I risultati della nostra ricerca offrono anche delle implicazioni manageriali; in particolare mostrano quanto sia rilevante per gli spazi collaborativi avere dei valori e un’identità chiari, da veicolare all’esterno, in modo da attirare un pubblico coerente e creare una community radicata che si identifichi con lo spazio e ne supporti lo sviluppo professionale. In questo senso risulta centrale il ruolo del community manager per mantenere viva la comunità e facilitare il networking. Se infatti sempre più spazi adottano strumenti digitali per favorire l’incontro tra le competenze presenti nello spazio, le persone sono ancora l’elemento chiave per rendere possibile la costruzione della relazione. Inoltre, creare occasioni di networking ma anche dare la possibilità in qualche modo di personalizzare lo spazio di lavoro consente ai frequentatori di vivere lo spazio e di sentirlo proprio.
Il nostro studio è stato condotto quasi un anno prima rispetto all’emergenza Covid-19, quindi è lecito domandarsi come le dinamiche evidenziate in questo spazio possano essere state influenzate dall’emergenza sanitaria e dal lockdown. Negli ultimi mesi abbiamo tutti sperimentato cosa voglia dire remote working e il passaggio, non più progressivo, ma improvviso, al lavoro digitale. In maniera forzata le imprese e le persone si sono trovate a implementare soluzioni di lavoro a distanza e questo ci porta a chiedere quali siano le sfide per gli spazi collaborativi in un futuro prossimo.
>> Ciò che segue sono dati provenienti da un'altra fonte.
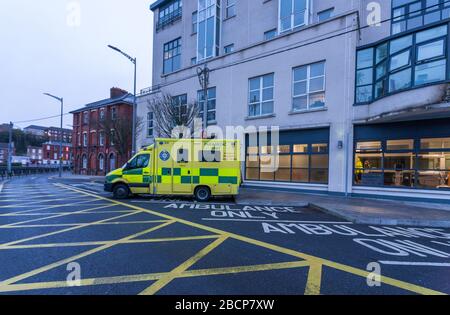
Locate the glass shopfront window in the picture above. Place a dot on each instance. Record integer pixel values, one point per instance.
(410, 14)
(422, 163)
(402, 63)
(300, 163)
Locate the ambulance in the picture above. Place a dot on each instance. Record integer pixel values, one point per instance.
(186, 167)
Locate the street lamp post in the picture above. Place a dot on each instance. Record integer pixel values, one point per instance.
(134, 61)
(61, 100)
(10, 148)
(203, 77)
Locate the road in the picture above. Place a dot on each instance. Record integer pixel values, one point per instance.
(69, 237)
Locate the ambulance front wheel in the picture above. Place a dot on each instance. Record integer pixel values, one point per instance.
(121, 191)
(202, 194)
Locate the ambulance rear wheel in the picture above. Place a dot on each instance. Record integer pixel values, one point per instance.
(202, 194)
(121, 191)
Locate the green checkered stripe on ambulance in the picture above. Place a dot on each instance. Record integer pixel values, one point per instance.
(197, 176)
(138, 176)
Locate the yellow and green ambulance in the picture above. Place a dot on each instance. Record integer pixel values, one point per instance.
(198, 167)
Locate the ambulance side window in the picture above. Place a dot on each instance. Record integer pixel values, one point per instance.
(183, 156)
(143, 160)
(209, 156)
(140, 161)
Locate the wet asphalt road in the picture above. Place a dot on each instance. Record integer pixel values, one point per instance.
(69, 237)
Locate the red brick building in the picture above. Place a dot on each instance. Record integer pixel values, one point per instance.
(50, 153)
(97, 148)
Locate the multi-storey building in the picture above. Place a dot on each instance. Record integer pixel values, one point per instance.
(51, 133)
(50, 153)
(35, 154)
(4, 152)
(54, 134)
(38, 131)
(358, 88)
(101, 136)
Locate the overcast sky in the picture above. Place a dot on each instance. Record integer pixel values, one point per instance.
(46, 46)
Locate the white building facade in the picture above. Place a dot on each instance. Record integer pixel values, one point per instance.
(361, 109)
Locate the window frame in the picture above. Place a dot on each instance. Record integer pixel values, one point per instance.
(292, 22)
(217, 19)
(229, 6)
(171, 53)
(209, 99)
(308, 82)
(330, 10)
(422, 13)
(261, 101)
(412, 65)
(171, 16)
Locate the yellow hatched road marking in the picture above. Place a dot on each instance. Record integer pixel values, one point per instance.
(78, 224)
(4, 284)
(58, 215)
(28, 204)
(182, 268)
(48, 207)
(311, 259)
(65, 230)
(95, 243)
(314, 280)
(154, 276)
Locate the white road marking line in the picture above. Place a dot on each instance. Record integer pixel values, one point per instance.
(276, 221)
(409, 263)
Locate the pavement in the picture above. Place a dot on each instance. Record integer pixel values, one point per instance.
(67, 236)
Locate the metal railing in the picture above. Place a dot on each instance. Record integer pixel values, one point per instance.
(27, 171)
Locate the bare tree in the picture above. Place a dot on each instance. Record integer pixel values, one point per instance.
(119, 130)
(171, 114)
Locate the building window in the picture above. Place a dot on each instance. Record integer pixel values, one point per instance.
(228, 49)
(409, 163)
(101, 138)
(401, 63)
(270, 34)
(172, 56)
(208, 35)
(261, 95)
(308, 90)
(114, 113)
(85, 118)
(149, 124)
(230, 9)
(112, 137)
(293, 13)
(84, 162)
(325, 15)
(102, 114)
(180, 106)
(194, 22)
(298, 163)
(211, 104)
(411, 14)
(85, 140)
(169, 14)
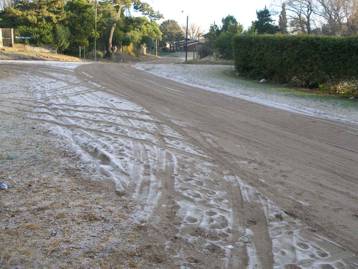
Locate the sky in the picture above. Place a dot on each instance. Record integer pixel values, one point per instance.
(204, 12)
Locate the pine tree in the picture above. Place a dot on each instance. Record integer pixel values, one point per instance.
(283, 20)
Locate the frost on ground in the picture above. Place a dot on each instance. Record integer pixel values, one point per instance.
(173, 207)
(218, 78)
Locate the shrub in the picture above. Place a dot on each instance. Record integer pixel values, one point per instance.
(305, 60)
(224, 45)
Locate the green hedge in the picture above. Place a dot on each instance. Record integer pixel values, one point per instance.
(305, 60)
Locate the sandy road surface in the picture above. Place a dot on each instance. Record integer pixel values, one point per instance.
(215, 181)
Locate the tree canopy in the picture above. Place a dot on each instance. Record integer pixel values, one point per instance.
(66, 25)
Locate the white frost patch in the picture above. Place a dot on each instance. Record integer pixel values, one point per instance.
(65, 65)
(291, 243)
(213, 78)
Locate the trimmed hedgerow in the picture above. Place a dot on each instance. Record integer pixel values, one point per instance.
(304, 60)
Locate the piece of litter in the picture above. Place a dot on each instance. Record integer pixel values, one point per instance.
(3, 186)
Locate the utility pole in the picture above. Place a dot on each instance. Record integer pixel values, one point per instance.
(186, 39)
(95, 32)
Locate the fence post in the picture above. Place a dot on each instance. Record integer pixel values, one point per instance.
(12, 37)
(1, 43)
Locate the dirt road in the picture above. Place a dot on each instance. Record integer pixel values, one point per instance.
(217, 182)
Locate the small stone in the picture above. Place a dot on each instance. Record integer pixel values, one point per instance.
(53, 233)
(263, 80)
(3, 186)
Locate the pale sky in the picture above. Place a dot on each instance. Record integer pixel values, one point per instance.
(204, 12)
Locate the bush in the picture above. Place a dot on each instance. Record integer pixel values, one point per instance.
(305, 60)
(224, 45)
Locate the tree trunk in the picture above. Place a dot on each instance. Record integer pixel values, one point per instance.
(111, 33)
(110, 40)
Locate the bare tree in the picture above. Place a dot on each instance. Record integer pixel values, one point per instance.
(194, 32)
(301, 14)
(6, 3)
(338, 15)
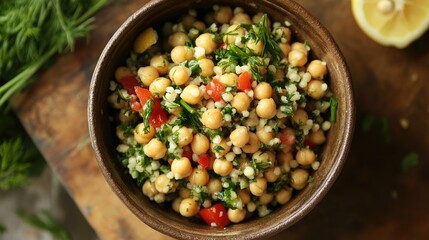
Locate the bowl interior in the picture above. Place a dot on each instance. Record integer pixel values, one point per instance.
(304, 27)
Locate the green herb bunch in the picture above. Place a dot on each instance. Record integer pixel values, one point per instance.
(32, 32)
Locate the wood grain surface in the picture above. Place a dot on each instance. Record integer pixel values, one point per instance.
(374, 198)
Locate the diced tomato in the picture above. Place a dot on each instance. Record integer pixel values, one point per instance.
(187, 152)
(308, 143)
(215, 215)
(143, 94)
(244, 81)
(215, 89)
(128, 83)
(204, 160)
(136, 106)
(159, 115)
(287, 139)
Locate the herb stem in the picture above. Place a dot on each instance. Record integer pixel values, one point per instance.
(187, 107)
(334, 104)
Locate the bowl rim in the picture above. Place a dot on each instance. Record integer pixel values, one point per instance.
(315, 198)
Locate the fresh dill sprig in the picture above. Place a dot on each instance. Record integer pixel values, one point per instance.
(32, 32)
(45, 221)
(14, 168)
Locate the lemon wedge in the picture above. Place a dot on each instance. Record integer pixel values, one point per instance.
(392, 22)
(145, 40)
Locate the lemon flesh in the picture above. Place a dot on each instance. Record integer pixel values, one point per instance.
(392, 22)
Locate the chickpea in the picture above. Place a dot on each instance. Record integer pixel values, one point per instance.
(300, 117)
(185, 136)
(297, 58)
(147, 75)
(149, 189)
(284, 195)
(317, 69)
(299, 178)
(266, 108)
(125, 116)
(266, 198)
(200, 26)
(160, 62)
(212, 118)
(257, 18)
(222, 167)
(229, 79)
(199, 177)
(279, 74)
(283, 157)
(236, 215)
(299, 47)
(283, 32)
(184, 193)
(159, 86)
(179, 75)
(317, 137)
(163, 184)
(200, 144)
(206, 41)
(241, 102)
(256, 46)
(181, 167)
(240, 136)
(192, 94)
(315, 89)
(209, 18)
(305, 156)
(272, 174)
(263, 90)
(264, 136)
(175, 205)
(225, 147)
(188, 207)
(188, 21)
(241, 18)
(252, 120)
(181, 53)
(141, 136)
(116, 101)
(223, 15)
(285, 48)
(263, 157)
(155, 149)
(258, 187)
(214, 185)
(178, 39)
(253, 145)
(122, 72)
(244, 195)
(207, 67)
(232, 32)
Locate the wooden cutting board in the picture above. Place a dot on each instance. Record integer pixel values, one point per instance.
(372, 199)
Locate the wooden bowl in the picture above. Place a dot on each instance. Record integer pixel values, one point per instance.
(304, 27)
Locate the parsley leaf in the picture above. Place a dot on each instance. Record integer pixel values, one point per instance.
(410, 160)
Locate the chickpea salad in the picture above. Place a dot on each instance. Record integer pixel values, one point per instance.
(221, 117)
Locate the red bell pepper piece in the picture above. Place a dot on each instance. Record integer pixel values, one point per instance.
(204, 160)
(244, 81)
(215, 89)
(215, 216)
(287, 139)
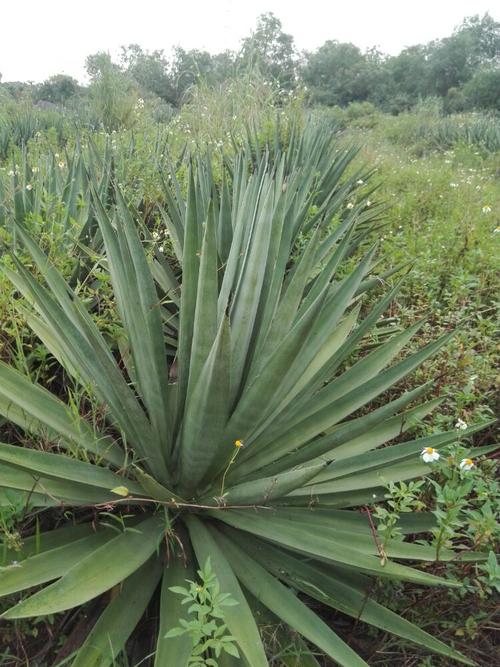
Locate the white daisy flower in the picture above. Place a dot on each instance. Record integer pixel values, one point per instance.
(466, 464)
(429, 455)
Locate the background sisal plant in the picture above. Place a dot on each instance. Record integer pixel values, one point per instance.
(231, 423)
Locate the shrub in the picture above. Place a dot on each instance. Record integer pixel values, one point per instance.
(228, 426)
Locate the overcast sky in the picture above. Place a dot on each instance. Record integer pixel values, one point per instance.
(39, 38)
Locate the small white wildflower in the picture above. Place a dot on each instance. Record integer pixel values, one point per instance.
(466, 464)
(429, 455)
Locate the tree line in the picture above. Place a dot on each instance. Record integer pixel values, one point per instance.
(462, 69)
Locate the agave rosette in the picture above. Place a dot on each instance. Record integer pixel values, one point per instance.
(232, 424)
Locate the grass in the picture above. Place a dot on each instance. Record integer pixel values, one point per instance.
(441, 187)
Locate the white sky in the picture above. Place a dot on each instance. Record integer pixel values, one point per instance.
(39, 38)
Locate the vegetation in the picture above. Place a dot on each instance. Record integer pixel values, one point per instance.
(247, 378)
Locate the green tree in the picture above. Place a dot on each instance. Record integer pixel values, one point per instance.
(483, 90)
(57, 89)
(150, 69)
(455, 59)
(339, 73)
(271, 50)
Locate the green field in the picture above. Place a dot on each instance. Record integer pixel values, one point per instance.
(195, 325)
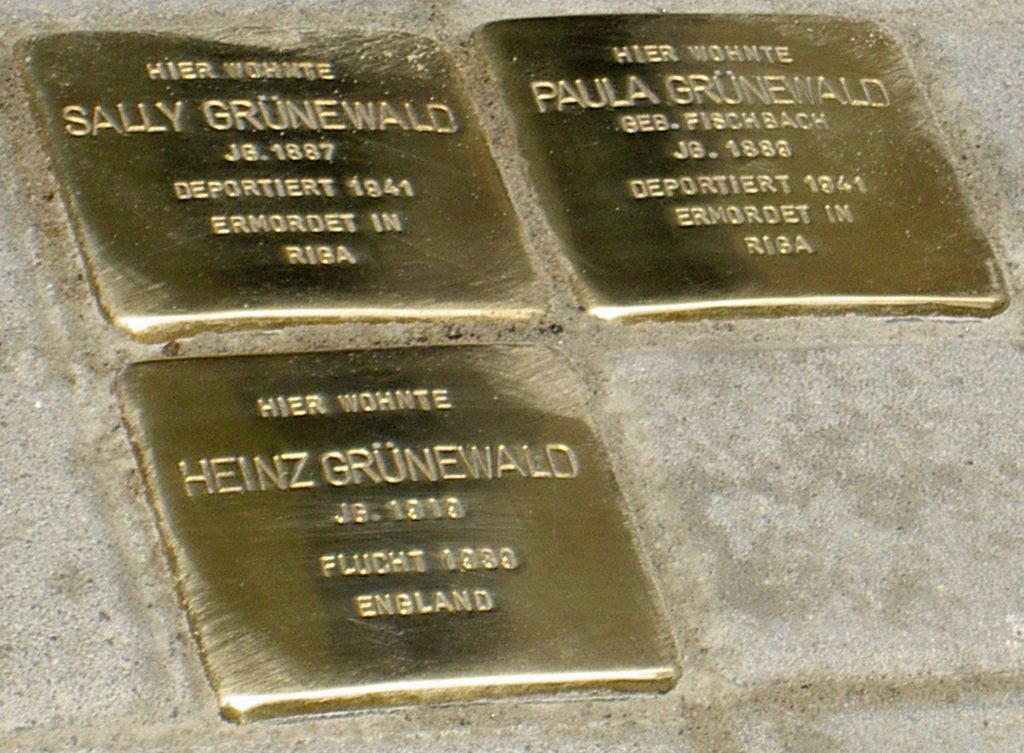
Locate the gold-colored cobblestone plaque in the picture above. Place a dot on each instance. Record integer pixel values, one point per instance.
(229, 184)
(749, 164)
(357, 529)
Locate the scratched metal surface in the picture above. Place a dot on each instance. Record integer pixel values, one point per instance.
(829, 505)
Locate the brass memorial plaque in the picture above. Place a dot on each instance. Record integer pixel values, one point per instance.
(355, 529)
(754, 164)
(223, 184)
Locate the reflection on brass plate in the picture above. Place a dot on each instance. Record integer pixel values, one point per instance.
(228, 184)
(358, 529)
(750, 164)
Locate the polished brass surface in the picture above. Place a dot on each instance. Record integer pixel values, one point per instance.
(356, 529)
(220, 184)
(710, 164)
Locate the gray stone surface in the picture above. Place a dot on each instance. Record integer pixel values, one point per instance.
(832, 507)
(855, 512)
(988, 723)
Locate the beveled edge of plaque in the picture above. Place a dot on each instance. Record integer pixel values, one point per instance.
(157, 328)
(150, 329)
(244, 708)
(984, 304)
(981, 305)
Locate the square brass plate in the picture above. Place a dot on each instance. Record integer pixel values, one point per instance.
(216, 183)
(355, 529)
(750, 164)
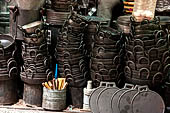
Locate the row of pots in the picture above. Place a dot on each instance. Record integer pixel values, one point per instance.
(147, 54)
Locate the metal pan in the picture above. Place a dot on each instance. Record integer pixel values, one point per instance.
(124, 101)
(115, 97)
(93, 97)
(147, 101)
(104, 97)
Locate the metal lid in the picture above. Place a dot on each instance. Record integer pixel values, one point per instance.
(147, 101)
(6, 41)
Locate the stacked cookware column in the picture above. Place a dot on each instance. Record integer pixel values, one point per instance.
(56, 14)
(147, 54)
(36, 67)
(26, 12)
(105, 56)
(71, 59)
(8, 70)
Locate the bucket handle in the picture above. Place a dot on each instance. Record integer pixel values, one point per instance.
(143, 88)
(103, 84)
(111, 84)
(129, 86)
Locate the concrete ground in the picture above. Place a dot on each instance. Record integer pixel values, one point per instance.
(21, 107)
(10, 109)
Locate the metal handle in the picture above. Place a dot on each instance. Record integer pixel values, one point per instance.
(13, 71)
(103, 84)
(143, 59)
(143, 88)
(159, 75)
(144, 69)
(111, 84)
(156, 62)
(140, 41)
(129, 86)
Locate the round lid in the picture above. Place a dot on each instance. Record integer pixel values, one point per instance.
(6, 41)
(116, 96)
(147, 101)
(93, 97)
(31, 25)
(124, 102)
(103, 99)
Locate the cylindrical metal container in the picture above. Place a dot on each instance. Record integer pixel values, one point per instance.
(33, 94)
(8, 92)
(54, 99)
(87, 93)
(123, 23)
(21, 17)
(167, 95)
(4, 22)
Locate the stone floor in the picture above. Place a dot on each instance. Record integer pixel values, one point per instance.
(9, 109)
(21, 107)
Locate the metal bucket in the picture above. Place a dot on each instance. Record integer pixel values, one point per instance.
(8, 92)
(54, 99)
(4, 22)
(33, 94)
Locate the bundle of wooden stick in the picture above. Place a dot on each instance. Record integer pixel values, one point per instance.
(56, 84)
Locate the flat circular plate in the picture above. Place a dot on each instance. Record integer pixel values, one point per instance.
(148, 102)
(103, 99)
(92, 99)
(115, 98)
(124, 102)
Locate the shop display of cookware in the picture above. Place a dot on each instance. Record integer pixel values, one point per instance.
(105, 62)
(94, 95)
(63, 5)
(147, 101)
(55, 17)
(21, 17)
(30, 4)
(70, 52)
(116, 96)
(103, 98)
(35, 54)
(146, 53)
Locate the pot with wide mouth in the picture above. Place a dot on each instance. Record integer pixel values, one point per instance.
(31, 27)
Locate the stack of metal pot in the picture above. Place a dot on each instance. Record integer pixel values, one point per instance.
(105, 56)
(24, 12)
(36, 67)
(56, 13)
(147, 54)
(70, 56)
(4, 22)
(8, 70)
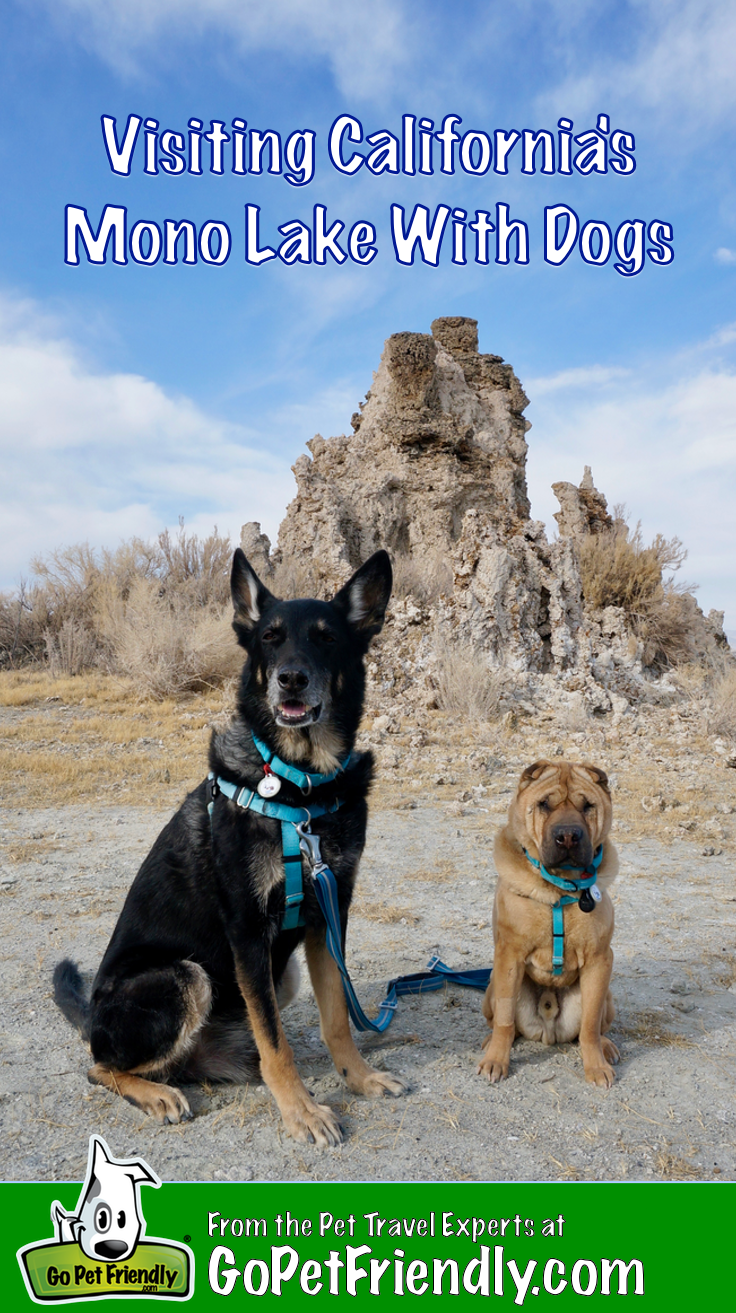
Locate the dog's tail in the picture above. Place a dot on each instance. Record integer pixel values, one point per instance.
(70, 995)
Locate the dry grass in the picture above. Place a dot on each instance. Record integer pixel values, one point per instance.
(100, 741)
(158, 612)
(618, 570)
(383, 914)
(672, 1166)
(722, 718)
(168, 646)
(465, 684)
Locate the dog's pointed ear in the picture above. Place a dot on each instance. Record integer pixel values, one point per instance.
(598, 775)
(531, 774)
(249, 596)
(365, 598)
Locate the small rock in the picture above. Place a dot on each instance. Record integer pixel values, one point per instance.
(654, 802)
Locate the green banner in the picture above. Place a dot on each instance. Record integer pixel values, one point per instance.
(307, 1245)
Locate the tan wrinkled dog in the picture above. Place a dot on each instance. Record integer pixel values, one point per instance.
(560, 817)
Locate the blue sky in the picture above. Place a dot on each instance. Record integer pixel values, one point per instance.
(130, 395)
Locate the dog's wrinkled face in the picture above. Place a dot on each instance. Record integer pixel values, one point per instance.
(564, 809)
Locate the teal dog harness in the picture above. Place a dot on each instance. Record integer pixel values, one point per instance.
(297, 842)
(584, 892)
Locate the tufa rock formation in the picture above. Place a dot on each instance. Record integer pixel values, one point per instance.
(436, 473)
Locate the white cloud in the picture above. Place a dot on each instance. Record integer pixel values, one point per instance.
(591, 376)
(364, 43)
(680, 54)
(102, 456)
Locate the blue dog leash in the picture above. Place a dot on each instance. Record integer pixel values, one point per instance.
(576, 892)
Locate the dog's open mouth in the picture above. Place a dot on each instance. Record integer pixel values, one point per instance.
(297, 714)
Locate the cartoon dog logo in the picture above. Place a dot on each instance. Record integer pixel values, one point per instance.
(108, 1221)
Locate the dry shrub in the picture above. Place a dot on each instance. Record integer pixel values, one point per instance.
(465, 684)
(423, 577)
(618, 570)
(168, 645)
(72, 649)
(155, 611)
(291, 579)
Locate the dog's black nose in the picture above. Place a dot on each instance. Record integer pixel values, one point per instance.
(568, 837)
(293, 680)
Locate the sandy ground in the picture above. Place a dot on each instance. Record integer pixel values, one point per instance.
(427, 885)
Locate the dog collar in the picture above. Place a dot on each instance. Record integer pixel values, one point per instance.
(570, 885)
(576, 892)
(305, 780)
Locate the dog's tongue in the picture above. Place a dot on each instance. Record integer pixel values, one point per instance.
(295, 709)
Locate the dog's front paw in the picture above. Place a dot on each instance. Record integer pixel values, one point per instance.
(601, 1074)
(493, 1065)
(379, 1085)
(312, 1123)
(610, 1051)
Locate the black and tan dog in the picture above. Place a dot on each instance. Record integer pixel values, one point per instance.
(200, 960)
(556, 831)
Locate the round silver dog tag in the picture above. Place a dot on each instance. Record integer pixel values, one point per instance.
(268, 787)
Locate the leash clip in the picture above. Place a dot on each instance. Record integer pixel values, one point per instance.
(310, 844)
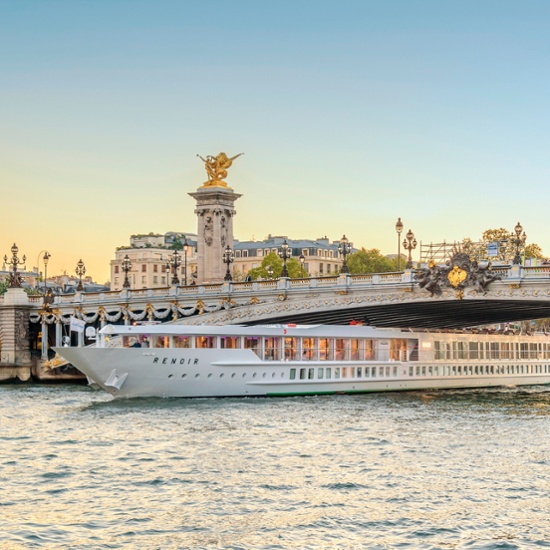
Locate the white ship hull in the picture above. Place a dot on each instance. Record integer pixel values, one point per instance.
(193, 372)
Gli spazi collaborativi in questa “fase 2” di ripresa post Covid-19 potranno rappresentare una soluzione flessibile per le imprese per diversi motivi: in primo luogo consentono in caso di necessità un ampliamento degli spazi, senza impegnare la sede aziendale e contenendo i costi, rispetto a soluzioni più onerose e complesse; in secondo luogo sono luoghi pensati per la condivisione e gestiti con molta attenzione alla sicurezza, al benessere e alla salute dei professionisti che ospitano; sono luoghi più adatti al lavoro in remoto rispetto all’abitazione, dati i servizi e le risorse disponibili e quindi risultano più funzionali per un’azienda che scelga soluzioni di remote working per i propri dipendenti, che magari vivono a molti chilometri di distanza dalla sede aziendale. Infine, non dimentichiamo che gli spazi collaborativi sono nati per ospitare lavoratori indipendenti e accoglieranno nell’immediato futuro molti lavoratori che a causa della crisi post pandemia avranno bisogno di una comunità professionale di riferimento che li accolga e li supporti in una fase di rilancio della propria carriera.